Your success depends on a lot of variables interacting to hook the right readers. For example, you can target readers who like particular authors, who live in different countries, and buy from different vendors (e.g. Apple, Amazon, Kobo). You can vary your price-per-click bid rate, and the price of your book. You can advertise on different days of the week, and you can choose to release to spend your money quickly or slowly. And of course, you have to design an ad that will seduce those eyeballs. The ad on the left has been one of my most successful.
There are lots of whizz-bang guides on how to get the most out of online ads (even entire courses!), but the take-away message is that you must test multiple versions of ads to find the optimum combination of variables.
As a former academic who has crunched a lot of slippery data (my field is linguistics), this kind of testing looks very complicated; there are so many variables. It is made more difficult for a small player like me investing an average $10 a test because the scale of results is too small to be statistically reliable. For example, why was the clickthrough rate for Apple and Kobo higher this Friday than Thursday, but lower for Amazon? (See the graph at the top of this post.) If I invested $10,000 rather than $10, I’d be much more confident in the results.

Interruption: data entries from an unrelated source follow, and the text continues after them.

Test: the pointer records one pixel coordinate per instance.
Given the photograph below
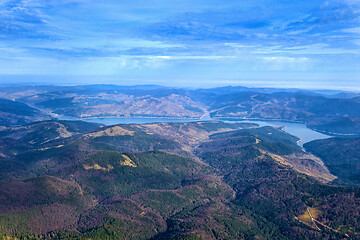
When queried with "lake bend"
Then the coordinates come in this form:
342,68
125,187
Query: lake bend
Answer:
299,130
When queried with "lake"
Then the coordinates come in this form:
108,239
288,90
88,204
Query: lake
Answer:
297,129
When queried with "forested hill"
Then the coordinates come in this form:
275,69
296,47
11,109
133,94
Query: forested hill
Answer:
199,180
331,112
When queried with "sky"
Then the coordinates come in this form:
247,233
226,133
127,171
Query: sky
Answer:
184,43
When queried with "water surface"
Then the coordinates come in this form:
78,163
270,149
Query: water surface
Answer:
297,129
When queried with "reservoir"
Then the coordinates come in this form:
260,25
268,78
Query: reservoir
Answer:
297,129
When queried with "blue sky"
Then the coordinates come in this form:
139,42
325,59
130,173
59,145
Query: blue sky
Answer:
195,43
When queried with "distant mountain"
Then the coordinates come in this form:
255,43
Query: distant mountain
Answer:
198,180
331,112
18,113
341,156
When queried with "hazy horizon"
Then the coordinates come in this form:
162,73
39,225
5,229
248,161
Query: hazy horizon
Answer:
315,45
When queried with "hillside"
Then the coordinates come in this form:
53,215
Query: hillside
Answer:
340,155
18,113
199,180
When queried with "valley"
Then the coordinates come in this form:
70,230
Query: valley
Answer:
196,180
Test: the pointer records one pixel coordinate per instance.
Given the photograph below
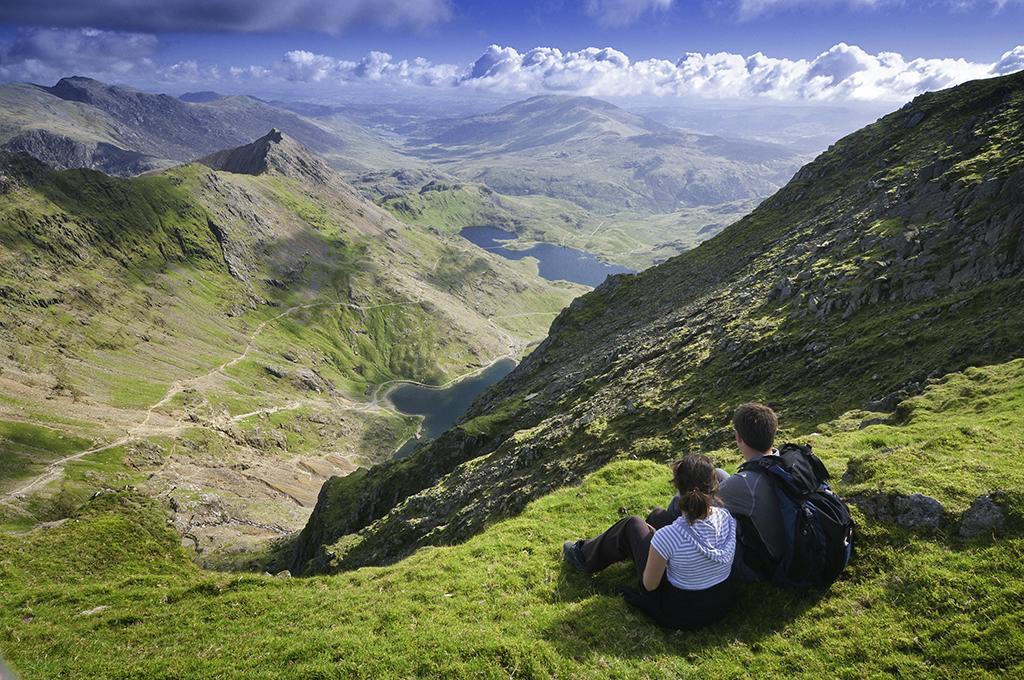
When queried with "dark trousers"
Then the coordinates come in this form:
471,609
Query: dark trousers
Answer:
627,539
668,605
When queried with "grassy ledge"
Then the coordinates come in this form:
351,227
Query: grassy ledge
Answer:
503,604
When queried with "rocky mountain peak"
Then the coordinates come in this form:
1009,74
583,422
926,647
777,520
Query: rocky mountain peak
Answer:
274,153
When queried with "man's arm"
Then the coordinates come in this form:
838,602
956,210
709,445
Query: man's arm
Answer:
737,494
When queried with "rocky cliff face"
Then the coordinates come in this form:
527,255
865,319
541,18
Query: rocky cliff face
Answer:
272,153
891,259
61,153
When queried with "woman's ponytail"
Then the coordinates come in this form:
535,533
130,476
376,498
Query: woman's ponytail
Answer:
697,485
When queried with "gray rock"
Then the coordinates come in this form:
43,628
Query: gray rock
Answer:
984,517
915,511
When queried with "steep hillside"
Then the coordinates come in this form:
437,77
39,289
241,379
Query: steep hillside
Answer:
218,338
922,603
893,258
600,157
81,122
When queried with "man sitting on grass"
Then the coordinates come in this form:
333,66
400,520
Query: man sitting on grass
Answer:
748,496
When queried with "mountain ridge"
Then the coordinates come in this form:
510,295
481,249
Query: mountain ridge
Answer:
885,262
599,156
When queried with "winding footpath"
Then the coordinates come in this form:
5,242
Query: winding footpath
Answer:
54,469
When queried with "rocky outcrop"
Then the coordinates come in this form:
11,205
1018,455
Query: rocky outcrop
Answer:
273,153
984,517
60,152
914,511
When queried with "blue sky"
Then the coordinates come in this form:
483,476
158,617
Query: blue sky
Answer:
813,44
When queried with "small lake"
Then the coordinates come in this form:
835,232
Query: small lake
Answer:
441,407
555,262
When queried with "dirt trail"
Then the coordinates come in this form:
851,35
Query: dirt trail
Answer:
143,428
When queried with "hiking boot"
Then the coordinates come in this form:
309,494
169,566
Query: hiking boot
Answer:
572,552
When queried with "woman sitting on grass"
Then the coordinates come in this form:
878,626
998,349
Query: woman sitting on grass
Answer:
684,566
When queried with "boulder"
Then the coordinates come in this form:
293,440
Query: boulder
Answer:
915,511
984,517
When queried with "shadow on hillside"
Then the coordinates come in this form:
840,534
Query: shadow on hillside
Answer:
600,623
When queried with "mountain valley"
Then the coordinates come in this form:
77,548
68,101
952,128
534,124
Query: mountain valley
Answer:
207,300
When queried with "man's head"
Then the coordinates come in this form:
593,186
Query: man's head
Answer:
756,425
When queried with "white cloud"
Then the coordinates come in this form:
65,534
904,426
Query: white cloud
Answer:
843,73
1011,61
750,9
623,12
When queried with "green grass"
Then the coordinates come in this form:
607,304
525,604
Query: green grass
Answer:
503,604
25,450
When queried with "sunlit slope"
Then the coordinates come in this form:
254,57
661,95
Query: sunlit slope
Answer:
893,257
218,336
922,603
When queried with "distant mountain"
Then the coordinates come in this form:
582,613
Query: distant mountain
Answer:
64,125
600,157
228,329
271,153
892,259
204,96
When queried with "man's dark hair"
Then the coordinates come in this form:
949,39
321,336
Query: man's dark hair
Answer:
756,424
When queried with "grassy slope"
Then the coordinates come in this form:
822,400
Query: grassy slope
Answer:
115,291
655,363
504,605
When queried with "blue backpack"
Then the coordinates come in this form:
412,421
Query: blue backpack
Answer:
819,532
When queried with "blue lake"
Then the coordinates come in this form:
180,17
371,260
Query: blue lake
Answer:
555,262
441,407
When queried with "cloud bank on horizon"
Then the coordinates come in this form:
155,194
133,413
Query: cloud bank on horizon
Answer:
843,73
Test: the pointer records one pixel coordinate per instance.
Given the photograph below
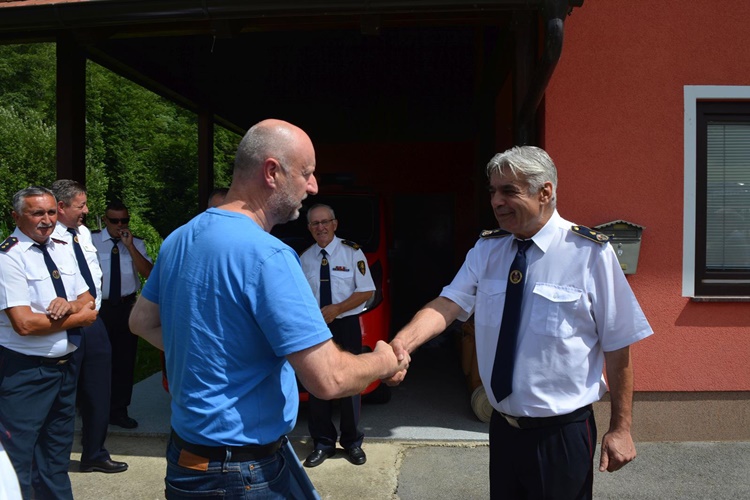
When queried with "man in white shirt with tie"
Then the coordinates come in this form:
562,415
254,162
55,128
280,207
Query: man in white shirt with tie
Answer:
44,303
551,305
340,278
93,359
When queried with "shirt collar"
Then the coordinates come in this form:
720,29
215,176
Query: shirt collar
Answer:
332,246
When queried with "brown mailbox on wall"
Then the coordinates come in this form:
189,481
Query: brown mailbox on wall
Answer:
625,238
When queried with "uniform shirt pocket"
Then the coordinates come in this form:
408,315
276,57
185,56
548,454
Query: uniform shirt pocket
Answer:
554,309
490,301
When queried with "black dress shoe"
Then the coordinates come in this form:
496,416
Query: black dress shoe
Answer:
317,457
108,466
357,455
123,421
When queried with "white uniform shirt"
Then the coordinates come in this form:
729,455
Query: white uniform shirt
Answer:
577,304
349,272
25,281
129,280
89,252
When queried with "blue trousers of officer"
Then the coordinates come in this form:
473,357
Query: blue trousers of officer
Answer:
348,335
124,349
93,364
37,407
555,462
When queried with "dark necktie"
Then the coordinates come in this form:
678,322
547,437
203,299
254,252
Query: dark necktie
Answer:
74,334
325,281
82,264
505,355
114,273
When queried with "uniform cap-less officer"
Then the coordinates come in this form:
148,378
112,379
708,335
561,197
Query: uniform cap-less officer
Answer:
561,289
43,299
119,250
93,359
340,278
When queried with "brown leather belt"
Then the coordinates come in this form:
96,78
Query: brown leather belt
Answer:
247,453
536,422
42,360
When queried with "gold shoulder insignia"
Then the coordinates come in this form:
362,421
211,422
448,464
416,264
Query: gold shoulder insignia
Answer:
494,233
9,243
350,244
590,234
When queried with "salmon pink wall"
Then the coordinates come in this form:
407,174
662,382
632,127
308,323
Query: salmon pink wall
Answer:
614,126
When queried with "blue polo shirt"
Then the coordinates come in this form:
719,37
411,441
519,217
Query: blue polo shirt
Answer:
233,303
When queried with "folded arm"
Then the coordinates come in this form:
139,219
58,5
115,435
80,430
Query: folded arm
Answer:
330,373
62,315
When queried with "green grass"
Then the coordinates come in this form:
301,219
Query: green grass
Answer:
147,361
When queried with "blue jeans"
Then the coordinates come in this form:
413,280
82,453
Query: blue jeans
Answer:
192,478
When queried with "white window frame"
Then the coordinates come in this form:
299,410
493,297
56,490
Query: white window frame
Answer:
692,94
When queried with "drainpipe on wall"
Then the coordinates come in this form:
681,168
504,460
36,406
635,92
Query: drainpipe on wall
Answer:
554,12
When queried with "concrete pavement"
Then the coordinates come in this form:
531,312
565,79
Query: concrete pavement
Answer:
424,444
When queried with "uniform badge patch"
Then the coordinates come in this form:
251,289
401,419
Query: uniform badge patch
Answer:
494,233
9,243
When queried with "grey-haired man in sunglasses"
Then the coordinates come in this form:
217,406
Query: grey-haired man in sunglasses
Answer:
123,260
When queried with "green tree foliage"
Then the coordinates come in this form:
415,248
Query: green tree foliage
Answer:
140,148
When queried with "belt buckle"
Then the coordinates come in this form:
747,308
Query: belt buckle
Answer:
513,421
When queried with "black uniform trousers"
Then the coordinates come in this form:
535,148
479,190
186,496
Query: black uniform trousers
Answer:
37,407
124,349
93,364
554,462
347,334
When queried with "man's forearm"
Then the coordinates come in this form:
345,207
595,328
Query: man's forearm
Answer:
353,301
142,265
26,322
620,380
428,323
145,321
330,373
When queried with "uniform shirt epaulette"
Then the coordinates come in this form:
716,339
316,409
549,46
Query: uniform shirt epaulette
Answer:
9,243
350,244
590,234
494,233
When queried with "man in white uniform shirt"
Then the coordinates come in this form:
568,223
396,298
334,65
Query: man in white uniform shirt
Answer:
119,249
93,359
340,279
44,303
550,305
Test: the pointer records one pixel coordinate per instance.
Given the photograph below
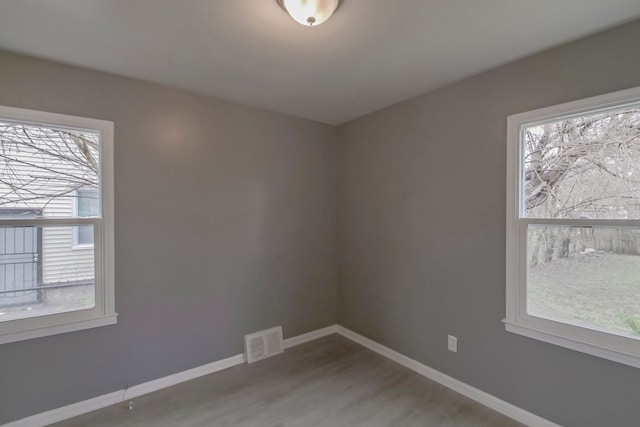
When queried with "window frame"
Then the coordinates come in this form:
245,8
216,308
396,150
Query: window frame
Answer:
103,313
595,342
76,245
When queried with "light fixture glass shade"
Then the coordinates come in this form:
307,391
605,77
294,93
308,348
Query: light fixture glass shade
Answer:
310,12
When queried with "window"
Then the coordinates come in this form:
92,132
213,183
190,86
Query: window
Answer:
573,225
86,204
56,224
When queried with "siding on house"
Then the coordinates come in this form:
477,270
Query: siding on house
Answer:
61,262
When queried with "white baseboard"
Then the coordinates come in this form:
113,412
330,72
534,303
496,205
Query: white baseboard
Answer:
64,413
464,389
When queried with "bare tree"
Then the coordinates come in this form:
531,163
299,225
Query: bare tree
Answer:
582,167
39,164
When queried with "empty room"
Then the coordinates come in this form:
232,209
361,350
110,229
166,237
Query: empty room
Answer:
291,213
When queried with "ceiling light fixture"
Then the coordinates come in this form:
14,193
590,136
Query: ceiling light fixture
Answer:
310,13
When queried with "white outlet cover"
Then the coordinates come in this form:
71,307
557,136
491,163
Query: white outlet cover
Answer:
452,343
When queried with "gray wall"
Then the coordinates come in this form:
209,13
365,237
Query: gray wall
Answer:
225,224
422,232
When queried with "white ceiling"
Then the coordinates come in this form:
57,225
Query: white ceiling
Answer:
371,54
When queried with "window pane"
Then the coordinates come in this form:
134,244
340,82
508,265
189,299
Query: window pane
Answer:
585,276
583,167
88,203
40,274
42,167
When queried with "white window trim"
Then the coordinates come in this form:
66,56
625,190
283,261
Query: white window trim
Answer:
104,311
594,342
75,232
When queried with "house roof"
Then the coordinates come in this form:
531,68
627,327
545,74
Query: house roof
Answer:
371,54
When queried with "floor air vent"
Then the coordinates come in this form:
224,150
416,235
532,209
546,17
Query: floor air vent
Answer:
263,344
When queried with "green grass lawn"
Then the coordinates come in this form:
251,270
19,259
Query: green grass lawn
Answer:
602,291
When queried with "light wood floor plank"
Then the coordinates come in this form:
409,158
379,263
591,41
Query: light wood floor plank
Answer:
330,382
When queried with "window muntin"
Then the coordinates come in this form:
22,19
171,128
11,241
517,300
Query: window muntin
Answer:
86,204
573,225
56,187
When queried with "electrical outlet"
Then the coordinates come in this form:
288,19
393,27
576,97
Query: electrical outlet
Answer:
452,343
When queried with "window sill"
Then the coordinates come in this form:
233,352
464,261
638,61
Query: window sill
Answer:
574,344
82,247
59,329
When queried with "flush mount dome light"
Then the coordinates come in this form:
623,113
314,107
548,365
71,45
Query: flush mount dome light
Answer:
310,12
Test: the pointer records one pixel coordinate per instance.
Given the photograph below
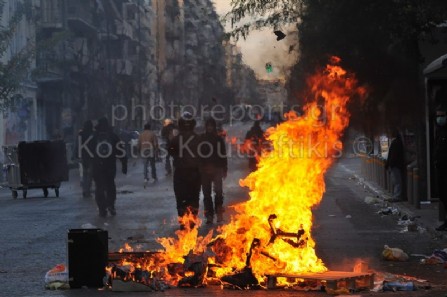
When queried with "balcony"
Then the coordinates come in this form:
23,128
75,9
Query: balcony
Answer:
80,16
51,14
123,28
122,66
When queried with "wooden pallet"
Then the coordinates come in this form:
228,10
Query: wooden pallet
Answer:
330,279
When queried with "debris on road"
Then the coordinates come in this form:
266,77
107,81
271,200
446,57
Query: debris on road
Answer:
394,254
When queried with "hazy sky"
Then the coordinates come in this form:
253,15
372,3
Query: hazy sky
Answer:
261,47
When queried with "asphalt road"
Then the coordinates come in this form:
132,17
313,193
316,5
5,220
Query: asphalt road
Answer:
33,233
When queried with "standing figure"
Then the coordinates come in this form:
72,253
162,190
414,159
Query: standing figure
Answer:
183,148
168,132
148,148
213,169
85,153
255,138
440,160
107,149
395,162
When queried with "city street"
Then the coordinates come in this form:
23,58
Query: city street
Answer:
34,231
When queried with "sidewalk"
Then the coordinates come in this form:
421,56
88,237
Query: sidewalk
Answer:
426,216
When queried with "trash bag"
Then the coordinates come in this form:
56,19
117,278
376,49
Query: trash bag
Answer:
394,254
57,278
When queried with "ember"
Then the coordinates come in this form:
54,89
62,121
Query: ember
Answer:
289,182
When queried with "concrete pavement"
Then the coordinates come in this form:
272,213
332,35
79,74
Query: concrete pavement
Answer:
346,229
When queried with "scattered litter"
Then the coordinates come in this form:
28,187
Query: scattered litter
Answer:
337,291
372,200
88,226
57,278
279,35
389,210
394,254
398,286
437,257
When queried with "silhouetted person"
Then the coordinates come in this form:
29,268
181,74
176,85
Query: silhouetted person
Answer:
107,149
183,148
395,162
148,149
255,138
440,160
85,154
168,132
213,169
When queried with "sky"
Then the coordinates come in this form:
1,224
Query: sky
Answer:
261,47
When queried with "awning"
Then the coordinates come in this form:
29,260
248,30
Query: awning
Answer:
437,68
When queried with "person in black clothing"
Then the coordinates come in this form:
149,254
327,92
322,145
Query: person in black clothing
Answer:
256,139
396,164
84,149
183,148
107,148
440,160
213,169
168,133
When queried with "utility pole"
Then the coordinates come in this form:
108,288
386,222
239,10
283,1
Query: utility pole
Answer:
140,82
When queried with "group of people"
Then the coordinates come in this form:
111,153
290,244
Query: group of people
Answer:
199,163
395,162
98,148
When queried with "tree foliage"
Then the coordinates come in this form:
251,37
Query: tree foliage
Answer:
376,39
14,67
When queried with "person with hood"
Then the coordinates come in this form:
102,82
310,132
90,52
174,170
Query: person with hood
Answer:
395,162
168,132
183,149
213,169
107,148
440,160
148,148
255,140
84,151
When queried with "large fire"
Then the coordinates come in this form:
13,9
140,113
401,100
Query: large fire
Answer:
287,185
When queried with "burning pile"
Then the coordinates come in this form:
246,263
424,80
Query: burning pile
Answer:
271,233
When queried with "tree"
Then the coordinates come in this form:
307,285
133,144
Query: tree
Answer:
377,39
13,68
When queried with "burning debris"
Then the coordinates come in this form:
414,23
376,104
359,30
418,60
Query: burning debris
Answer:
289,181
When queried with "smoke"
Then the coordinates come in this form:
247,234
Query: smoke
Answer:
261,47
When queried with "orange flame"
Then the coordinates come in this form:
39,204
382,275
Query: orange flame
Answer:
289,180
287,185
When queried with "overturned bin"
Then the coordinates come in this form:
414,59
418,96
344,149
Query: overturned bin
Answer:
35,164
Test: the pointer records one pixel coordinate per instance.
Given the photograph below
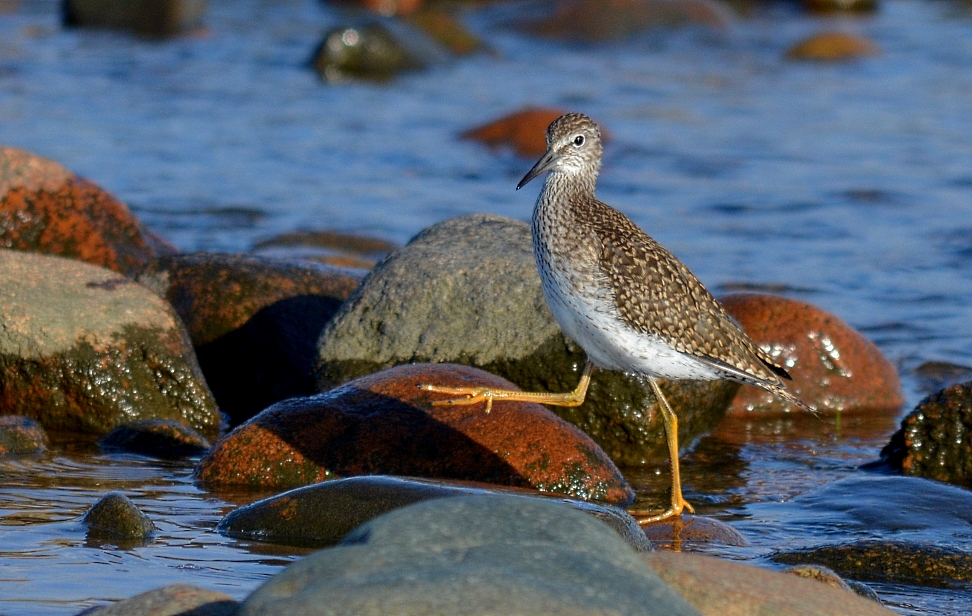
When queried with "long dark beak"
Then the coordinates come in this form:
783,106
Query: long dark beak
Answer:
546,162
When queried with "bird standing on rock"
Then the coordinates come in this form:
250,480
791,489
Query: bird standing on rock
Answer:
627,301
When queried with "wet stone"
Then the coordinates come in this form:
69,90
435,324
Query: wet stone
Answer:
21,435
323,514
83,349
935,439
174,600
117,517
253,321
834,367
472,555
47,209
467,290
384,424
159,438
832,47
717,587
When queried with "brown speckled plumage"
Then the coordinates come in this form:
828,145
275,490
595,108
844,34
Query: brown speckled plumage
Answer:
620,294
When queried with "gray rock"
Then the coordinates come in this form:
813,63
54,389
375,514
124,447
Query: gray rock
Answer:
467,291
472,555
323,514
117,517
84,349
174,600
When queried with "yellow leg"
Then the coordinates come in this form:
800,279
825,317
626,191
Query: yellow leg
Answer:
671,433
473,395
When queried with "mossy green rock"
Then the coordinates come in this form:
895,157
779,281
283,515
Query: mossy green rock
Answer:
935,439
467,291
84,349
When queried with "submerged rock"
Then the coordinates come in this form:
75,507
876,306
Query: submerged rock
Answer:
834,367
717,587
472,555
254,321
384,424
159,438
174,600
467,290
21,435
84,349
117,517
322,514
45,208
935,439
832,47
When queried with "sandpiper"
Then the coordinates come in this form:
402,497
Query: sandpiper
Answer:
627,301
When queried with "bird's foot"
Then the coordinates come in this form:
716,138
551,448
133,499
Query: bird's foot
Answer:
645,516
470,395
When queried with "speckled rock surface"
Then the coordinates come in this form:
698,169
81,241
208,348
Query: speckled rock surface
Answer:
935,439
833,366
595,20
383,424
45,208
254,321
473,555
174,600
85,349
115,516
160,438
322,514
467,290
21,435
717,587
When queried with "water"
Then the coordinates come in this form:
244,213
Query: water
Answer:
850,185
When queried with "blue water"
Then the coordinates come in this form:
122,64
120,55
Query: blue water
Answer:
849,184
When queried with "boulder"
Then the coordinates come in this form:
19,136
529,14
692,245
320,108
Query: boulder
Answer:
467,290
84,349
833,366
472,555
383,424
935,439
45,208
254,321
322,514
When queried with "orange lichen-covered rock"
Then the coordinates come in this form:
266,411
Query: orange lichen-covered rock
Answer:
833,366
832,47
384,424
525,131
46,208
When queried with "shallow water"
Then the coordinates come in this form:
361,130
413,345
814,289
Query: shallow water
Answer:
850,186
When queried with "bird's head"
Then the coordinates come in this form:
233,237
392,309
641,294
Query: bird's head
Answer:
573,148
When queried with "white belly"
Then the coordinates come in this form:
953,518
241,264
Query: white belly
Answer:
590,320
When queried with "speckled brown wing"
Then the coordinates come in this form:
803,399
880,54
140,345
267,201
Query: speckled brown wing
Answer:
656,294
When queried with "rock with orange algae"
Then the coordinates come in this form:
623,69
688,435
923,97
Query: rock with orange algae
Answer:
717,587
525,131
45,208
383,424
833,366
254,321
832,47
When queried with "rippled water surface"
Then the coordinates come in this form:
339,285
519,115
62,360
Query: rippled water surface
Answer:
849,185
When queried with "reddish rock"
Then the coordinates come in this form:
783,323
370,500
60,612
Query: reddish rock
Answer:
525,131
254,321
21,435
717,587
383,424
606,20
46,208
832,47
834,368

So where to? Short of running hundreds of small A/B tests or performing a factor analysis on a $10,000 test, I’m falling back on the approach I used as a linguistics academic when I operated in the grey zone between qualitative and quantitative data: (a) Start with a rough working hypothesis (b) gradually modify the hypothesis as new data comes in, (c) test the modified hypothesis. In practice this has entailed about ten tests so far.
And what have I Iearned? Well, here are some trends, but bear in mind that context is everything: I’m a ‘mature’ male Australian hybrid author writing quirky espionage fiction, and psychological and satirical thrillers, not a young female American author of time travel shape-shifter romance.
AD DESIGN: A quote from a review works better than a summary of the plot.
REGION: Australia (and to an extent Canada) are less competitive than the US and UK.
VENDOR: Apple and Kobo sell as well as Amazon in Australia.
WEEKDAY: Weekend ads may do less well than weekday ads.
AUTHOR: Readers of Daniel Silva like my books.
Remember these are trends based on small stats, not firm conclusions.
The outlook? I’m getting close to a return on my investment on my ads. I’m planning to run my best ad with a bigger investment, but to test some variations with a simultaneous low-cost ad.
I’d be fascinated to hear from other authors who are treading the same path.